Car back on stands, with the engine inI then pushed the car back into the garage (it'd been half sticking out of the garage to get easy access for the engine hoist) and put it back onto stands, where things had started a while ago.

I could then set about all the fiddly things that were needed to get the engine going again, such as reconnecting the propshaft and refitting the oil filter.

However, the big thing to do is to fit the oil cooler, as one of the things that I want to do is to sort out the oil system for once and all.

Oil cooler in positionThere's not a huge number of obvious places to mount the cooler, and I settled for putting it directly behind the radiator. It's apparently best to have the two radiators close up to each other, so as not to get a dead spot in the air flow around them. In order to mount the cooler here I made up some brackets to mount it off the upper steering rack mounting bolts. When in position it looks like this photo.

The oilstat, with lots of connectionsI've also to find somewhere to put the oilstat. This is a sort of thermostat for oil coolers that means the oil cooler doesn't do much before the oil gets to 80°. However, that means more pipework of course, which isn't exactly fun at the front of this car. I found a place for mounting this on one of the cooler mounts, but it'll be a real fiddle getting all the pipes in.

Finally, after a very long day, I Hammerited the cooler mounts.

With luck I'll be able to all this done before the coming weekend as it would be nice to be able to drive the car to the kit car show at Stoneleigh.

April 30th

Repositioned oil coolerDuuuh... I realised that the oil cooler positioning was exactly where the radiator bottom hose needed to go. So, I modified the mountings to move it towards the left of the car a bit.

I also arranged for the oilstat to bolt onto the rear of the right hand mount where it should be moderately easy to connect up.

However, I also arranged an MOT today for this coming Friday (May 2nd). As I'm going to struggle to get the car together properly for then, I decided to forget about the oil cooler for a while and concentrate on getting rest of the car together.

New indicatorsSo, I made a big list of things to do and set about it. The first item was really something that I'm doing as I have the front of the car in pieces. While I was looking at the front of the car the SVA lighting bars sort of fell off. I replaced the indicators with these small ones (they're actually motorbike ones) attached to the side of the nosecone.

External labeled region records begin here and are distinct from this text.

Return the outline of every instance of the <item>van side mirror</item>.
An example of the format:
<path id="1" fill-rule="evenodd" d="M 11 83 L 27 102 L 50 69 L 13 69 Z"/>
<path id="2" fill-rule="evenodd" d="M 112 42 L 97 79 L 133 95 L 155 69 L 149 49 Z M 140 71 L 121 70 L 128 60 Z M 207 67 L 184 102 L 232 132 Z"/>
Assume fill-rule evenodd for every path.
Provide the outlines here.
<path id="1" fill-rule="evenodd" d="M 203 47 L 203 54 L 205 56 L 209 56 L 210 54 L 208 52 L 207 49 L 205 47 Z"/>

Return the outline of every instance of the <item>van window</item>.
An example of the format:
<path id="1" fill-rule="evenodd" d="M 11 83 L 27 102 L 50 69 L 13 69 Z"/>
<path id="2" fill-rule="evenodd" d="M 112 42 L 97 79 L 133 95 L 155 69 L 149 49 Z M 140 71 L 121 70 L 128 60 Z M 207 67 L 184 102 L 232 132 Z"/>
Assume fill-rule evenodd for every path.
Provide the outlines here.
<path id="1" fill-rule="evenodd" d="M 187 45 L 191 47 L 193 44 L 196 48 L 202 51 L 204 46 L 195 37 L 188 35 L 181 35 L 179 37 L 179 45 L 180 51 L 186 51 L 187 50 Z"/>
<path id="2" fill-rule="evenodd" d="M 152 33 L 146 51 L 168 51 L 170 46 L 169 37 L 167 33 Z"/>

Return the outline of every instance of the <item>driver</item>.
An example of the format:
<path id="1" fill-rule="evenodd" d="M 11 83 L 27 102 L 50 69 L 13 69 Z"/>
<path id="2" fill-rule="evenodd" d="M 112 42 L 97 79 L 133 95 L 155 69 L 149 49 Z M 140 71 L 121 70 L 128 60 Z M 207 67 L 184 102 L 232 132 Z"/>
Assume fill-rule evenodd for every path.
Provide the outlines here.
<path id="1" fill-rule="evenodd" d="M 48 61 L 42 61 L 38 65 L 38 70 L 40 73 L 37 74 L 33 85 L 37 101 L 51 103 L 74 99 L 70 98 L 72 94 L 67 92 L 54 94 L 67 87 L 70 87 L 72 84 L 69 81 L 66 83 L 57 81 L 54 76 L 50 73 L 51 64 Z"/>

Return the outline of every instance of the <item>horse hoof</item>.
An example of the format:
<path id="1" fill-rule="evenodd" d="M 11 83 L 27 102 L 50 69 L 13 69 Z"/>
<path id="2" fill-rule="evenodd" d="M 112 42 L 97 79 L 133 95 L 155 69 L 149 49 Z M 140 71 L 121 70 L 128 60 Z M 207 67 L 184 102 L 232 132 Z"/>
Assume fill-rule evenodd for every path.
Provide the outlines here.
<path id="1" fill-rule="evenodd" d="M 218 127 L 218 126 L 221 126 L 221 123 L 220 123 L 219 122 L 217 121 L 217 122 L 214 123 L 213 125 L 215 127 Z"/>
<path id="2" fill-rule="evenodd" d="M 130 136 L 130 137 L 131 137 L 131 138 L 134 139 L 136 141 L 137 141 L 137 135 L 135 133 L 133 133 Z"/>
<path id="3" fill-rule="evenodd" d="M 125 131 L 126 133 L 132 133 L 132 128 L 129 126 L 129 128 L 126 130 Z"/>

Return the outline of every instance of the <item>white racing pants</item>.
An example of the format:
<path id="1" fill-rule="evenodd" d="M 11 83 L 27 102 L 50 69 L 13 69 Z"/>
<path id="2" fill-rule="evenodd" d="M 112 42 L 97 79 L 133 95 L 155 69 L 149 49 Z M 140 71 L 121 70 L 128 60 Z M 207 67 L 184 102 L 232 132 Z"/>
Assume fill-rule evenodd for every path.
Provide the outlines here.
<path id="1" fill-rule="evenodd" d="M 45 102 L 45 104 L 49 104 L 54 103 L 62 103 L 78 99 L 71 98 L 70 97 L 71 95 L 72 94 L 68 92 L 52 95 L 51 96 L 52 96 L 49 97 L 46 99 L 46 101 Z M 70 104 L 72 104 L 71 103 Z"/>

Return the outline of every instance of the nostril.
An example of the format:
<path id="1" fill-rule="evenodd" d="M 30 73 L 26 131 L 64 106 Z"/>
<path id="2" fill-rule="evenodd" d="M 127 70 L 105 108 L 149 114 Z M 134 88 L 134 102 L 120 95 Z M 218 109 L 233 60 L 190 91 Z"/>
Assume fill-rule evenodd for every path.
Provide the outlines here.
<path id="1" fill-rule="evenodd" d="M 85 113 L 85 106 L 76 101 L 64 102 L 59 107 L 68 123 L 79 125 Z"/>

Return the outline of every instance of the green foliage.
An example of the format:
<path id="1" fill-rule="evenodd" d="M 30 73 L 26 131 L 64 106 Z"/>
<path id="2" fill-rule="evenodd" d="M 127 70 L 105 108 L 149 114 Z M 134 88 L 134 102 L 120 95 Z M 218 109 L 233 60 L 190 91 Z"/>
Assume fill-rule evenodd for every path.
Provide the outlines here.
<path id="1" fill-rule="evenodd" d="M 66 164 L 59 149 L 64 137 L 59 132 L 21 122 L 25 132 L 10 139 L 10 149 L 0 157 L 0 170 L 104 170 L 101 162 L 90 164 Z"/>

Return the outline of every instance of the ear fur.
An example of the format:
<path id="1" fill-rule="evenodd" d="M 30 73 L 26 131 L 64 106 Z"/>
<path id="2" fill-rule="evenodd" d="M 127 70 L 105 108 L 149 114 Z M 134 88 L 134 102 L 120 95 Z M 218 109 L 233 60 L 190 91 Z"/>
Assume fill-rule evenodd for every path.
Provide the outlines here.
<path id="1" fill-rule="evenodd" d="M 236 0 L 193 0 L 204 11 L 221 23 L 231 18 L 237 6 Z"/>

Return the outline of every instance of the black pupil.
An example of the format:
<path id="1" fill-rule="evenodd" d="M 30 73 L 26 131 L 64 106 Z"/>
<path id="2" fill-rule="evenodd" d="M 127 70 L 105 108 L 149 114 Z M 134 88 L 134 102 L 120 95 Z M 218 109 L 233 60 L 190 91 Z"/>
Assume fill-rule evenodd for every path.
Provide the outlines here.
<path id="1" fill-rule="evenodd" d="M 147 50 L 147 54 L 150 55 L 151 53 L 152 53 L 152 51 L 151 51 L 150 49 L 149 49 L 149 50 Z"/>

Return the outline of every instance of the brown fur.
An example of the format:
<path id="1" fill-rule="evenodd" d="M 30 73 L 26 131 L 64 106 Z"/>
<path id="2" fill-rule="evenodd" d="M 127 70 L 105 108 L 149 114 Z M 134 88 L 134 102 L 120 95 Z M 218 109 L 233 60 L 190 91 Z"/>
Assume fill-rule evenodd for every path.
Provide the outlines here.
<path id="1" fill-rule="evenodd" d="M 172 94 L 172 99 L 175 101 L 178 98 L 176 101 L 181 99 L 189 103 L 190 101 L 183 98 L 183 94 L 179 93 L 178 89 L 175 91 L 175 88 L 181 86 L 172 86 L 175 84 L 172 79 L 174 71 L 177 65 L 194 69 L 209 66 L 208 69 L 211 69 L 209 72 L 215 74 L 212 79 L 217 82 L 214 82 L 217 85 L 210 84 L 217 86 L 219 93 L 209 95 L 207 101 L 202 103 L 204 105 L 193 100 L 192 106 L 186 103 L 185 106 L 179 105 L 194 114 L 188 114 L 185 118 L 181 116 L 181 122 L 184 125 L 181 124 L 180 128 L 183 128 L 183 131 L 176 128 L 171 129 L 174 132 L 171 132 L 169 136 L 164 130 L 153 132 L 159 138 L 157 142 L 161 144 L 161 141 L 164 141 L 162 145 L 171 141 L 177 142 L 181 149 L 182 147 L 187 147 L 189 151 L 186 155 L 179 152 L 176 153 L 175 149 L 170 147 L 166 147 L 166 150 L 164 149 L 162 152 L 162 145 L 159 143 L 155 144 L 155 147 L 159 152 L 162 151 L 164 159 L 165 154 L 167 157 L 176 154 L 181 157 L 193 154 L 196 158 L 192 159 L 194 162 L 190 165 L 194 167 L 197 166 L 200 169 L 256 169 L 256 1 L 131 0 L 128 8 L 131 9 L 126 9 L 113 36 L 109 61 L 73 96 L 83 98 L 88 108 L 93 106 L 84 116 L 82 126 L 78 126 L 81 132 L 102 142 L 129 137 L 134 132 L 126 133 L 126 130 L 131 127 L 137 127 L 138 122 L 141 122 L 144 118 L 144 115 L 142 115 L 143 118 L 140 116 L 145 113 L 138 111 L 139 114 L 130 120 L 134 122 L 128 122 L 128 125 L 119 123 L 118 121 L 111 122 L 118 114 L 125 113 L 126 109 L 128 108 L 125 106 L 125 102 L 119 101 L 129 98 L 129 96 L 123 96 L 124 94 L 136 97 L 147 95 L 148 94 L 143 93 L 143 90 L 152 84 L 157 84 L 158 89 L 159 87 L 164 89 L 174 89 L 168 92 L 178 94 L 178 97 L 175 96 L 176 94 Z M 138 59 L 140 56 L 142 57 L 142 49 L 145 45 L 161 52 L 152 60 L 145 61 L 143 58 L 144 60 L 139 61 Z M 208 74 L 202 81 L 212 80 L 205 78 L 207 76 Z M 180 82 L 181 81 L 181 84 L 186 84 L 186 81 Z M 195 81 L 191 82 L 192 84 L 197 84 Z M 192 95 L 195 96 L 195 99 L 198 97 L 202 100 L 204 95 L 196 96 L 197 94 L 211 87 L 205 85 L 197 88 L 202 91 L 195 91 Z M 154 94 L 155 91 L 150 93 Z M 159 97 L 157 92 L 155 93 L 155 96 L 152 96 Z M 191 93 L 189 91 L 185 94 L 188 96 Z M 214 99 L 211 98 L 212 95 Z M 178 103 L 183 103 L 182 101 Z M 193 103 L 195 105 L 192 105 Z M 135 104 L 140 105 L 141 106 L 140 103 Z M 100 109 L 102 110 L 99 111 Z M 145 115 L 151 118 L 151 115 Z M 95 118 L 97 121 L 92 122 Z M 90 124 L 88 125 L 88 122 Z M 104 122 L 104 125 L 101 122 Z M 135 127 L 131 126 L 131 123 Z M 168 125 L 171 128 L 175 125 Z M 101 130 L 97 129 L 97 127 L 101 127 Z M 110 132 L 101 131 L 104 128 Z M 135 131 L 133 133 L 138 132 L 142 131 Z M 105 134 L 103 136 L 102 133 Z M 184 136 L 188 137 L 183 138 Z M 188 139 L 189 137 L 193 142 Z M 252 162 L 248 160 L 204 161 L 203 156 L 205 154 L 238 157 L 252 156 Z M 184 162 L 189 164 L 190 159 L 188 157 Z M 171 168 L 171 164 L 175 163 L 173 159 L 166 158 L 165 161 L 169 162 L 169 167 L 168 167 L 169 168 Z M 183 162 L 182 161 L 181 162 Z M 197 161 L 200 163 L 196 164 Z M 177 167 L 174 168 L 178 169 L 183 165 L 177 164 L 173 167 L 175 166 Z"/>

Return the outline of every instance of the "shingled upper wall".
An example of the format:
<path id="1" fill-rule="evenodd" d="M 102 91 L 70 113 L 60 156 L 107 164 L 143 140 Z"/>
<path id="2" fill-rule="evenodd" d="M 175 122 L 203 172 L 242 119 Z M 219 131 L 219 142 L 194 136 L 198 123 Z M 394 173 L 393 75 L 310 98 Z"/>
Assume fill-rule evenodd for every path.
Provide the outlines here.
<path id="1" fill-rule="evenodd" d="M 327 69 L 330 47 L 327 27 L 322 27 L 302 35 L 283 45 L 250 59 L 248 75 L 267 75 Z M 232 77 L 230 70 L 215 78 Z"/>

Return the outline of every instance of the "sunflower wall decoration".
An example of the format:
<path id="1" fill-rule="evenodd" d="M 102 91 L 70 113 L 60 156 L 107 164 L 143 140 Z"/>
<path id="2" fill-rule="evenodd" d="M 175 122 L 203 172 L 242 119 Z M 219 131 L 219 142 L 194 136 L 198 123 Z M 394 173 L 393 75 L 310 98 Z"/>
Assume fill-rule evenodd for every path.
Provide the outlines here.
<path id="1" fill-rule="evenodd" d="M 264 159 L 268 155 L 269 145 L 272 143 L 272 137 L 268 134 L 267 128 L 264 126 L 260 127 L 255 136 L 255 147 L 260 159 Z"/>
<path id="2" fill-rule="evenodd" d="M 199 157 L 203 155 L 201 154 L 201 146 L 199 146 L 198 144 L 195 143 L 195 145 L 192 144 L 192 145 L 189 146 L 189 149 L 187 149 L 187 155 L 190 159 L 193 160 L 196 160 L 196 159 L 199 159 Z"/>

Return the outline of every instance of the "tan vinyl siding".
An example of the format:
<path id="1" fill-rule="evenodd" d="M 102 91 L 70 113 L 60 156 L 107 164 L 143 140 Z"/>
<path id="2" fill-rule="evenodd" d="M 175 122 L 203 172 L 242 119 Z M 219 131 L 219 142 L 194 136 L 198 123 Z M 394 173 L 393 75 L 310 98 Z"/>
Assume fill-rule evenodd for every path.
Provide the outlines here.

Almost a car again...After that I got stuck into just putting the car back together. I:

  • reattached the gearbox remote. Although after testing things the reverse light wasn't working anymore. I know the microswitch in the remote is a soft spot and, to make matters worse, I adjusted it and managed to break it. So, for the MOT at least I'm going to have to remove the reversing light and just not have one!
  • Made oil connections to the filter, missing out the cooler for now.
  • Filled the engine with oil and spun the oil pump with the primiing tool until oil started appearing at the top of the engine. Stupidly, I then had to clean up the mess caused by not having the oil gauge on the end of the oil pressure gauge capillary....
  • Re-fitted the transmission tunnel covers.
  • Re-fitted the scuttle and the various water connections.
  • Re-fitted the dashboard and all the column switches.
  • Re-fitted the starter motor.
  • Re-fitted the clutch slave cylinder.
  • Re-fitted the distributor. This is really tricky as the plug leads have to be set up correctly, and the oil pump drive, so that the cylinder timing is set right.
  • Installed the spark plugs and re-fitted the plug leads.
  • Set the static timing to 6° BTDC.

After all this, it looks much more like a car again. After re-fitting the radiator and exhausts it might even go again!